Can anyone tell me if these MRI results explain my daily migraine headaches and left arm numbness.
MRI BRAIN W/O CONTRAST
DOB 6/1 9/1951
MRI OF THE BRAIN
Patient with headache, neck pain and left arm numbness.
A multiplanar, multi-sequential MRI of the brain was obtained without IV contrast.
The patient demonstrates multiple areas of T2 hyperintensities scattered throughout both hemispheres, particularly in the periventricular area. At the same timed there is a rounded shaped lesion in the left Centrum semiovale that measures about 4.5 mm x 5.2 mm in diameter. At the same time, there are multiple smaller hyperintensities in the bilateral Centrum semiovale as well as some of them in the occipital lobes as well.
On sagittal FLAIR sequences the patient also demonstrates multiple T2 hyperintensities. Some of them are perpendicular to the carpus callosum.
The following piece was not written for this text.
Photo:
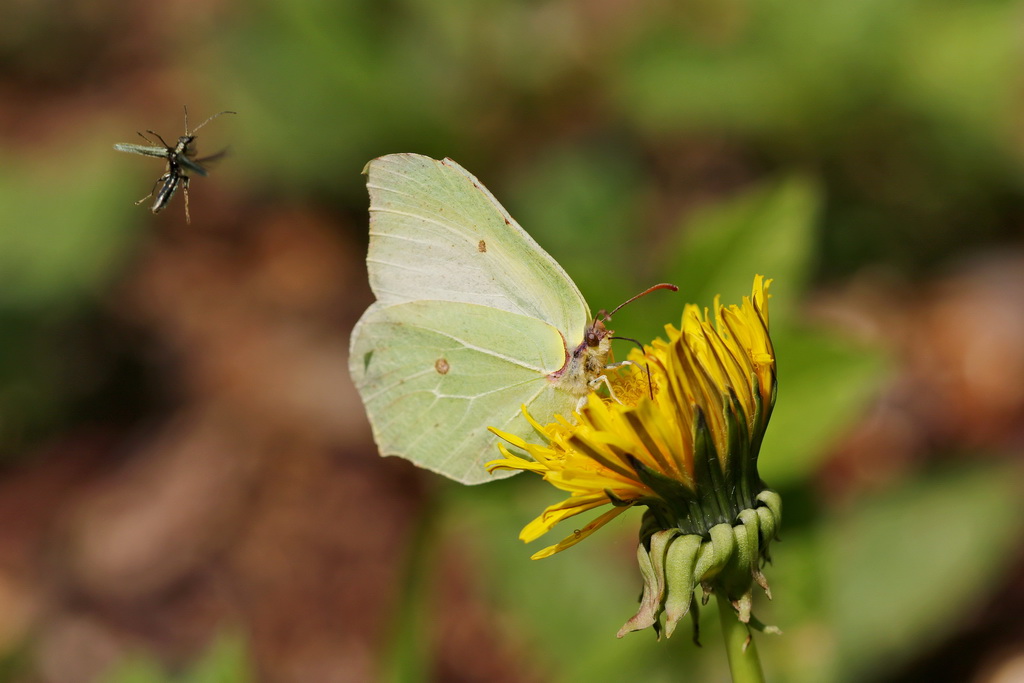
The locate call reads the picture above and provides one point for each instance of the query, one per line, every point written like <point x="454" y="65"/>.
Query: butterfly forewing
<point x="435" y="232"/>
At the same time there in increased signal noted in the base of the corpus callosum and some of them in the body of the corpus callosum as well.
Though these are quite nonspecific findings but considering this age groups obviously the first thing would be to consider is demyelinating disease like MS.
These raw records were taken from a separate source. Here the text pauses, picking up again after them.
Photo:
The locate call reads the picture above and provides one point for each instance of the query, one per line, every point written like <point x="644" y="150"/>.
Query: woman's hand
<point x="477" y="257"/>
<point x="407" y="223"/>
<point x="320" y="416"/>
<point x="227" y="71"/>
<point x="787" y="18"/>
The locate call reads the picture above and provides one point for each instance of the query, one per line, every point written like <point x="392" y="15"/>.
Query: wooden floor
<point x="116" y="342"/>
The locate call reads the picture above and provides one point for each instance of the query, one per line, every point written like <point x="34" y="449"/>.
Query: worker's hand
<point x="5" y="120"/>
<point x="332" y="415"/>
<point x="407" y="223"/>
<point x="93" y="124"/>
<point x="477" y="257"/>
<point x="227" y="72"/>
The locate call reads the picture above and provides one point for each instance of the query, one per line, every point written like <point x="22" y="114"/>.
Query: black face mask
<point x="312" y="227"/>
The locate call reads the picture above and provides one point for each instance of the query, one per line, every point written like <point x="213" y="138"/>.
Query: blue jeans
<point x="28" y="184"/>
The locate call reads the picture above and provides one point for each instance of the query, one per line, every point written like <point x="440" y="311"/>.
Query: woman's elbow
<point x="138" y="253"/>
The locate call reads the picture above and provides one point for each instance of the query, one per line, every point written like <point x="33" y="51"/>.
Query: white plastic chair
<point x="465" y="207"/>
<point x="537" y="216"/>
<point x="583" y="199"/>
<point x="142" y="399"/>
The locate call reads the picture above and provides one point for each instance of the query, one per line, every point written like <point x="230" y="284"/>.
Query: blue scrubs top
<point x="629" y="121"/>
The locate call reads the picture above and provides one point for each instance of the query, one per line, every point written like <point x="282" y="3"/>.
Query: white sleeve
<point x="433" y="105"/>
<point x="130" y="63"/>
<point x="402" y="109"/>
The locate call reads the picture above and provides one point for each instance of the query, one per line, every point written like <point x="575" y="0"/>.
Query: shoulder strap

At the same time Sarcoid, Lyme, Vasculitis as well as small vessel disease are also in the differential.
Patients with chronic migraine also tend to have these lesions as well.
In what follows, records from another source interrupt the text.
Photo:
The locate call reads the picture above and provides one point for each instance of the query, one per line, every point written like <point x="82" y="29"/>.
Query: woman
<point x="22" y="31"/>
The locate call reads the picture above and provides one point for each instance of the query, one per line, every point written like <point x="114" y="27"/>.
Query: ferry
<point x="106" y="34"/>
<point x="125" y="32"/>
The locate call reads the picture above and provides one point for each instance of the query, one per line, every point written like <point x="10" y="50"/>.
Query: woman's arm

None of these findings are present on diffusion weighted sequence to be suggestive of acute stroke Normal flow void noted in major cerebral vessels.
There is slight increased mucosal thickening noted in both maxillary sinuses. Visualized portion of the orbit seems to be normal but right eye does seem to be slightly deviated to the right though it could be an exotropia but at the same time could be positional as well. An incidental note Is made of hyperintensity in the right parietal lobe measuring about 11 x 6 x 7.0 mm in diameter, most likely represents sebaceous cyst.
1. Multiple areas ofT2 hyperintensities throughout both hemispheres, consistent with white matter abnormalities. See above fed detailed description.
2. No evidence of acute stroke on diffusion weighted images.
3. Incidental sebaceous cyst in the right parental lobe.
Multiple sclerosis can be difficult to diagnose since its signs and symptoms may be similar to many other medical problems
Multiple sclerosis (abbreviated MS, also known as disseminated sclerosis or encephalomyelitis disseminata) is an autoimmune condition in which the immune system attacks the central nervous system (CNS), leading to demyelination. For a more clear evaluation, Most commonly used disnostic tools are neuroimaging, analysis of cerebrospinal fluid and evoked potentials. Magnetic resonance imaging of the brain and spine shows areas of demyelination (lesions or plaques). Gadolinium can be administered intravenously as a contrast to highlight active plaques and, by elimination, demonstrate the existence of historical lesions not associated with symptoms at the moment of the evaluation. cerebrospinal fluid is tested for oligoclonal bands, which are an inflammation marker found in 75% to 85% of people with MS.
Although there is no known cure for multiple sclerosis, several therapies have proven helpful. The primary aims of therapy are returning function after an attack, preventing new attacks, and preventing disability. As with any medical treatment, medications used in the management of MS have several adverse effects. At the same time different alternative treatments are pursued by some patients, despite the paucity of supporting, comparable, replicated scientific study.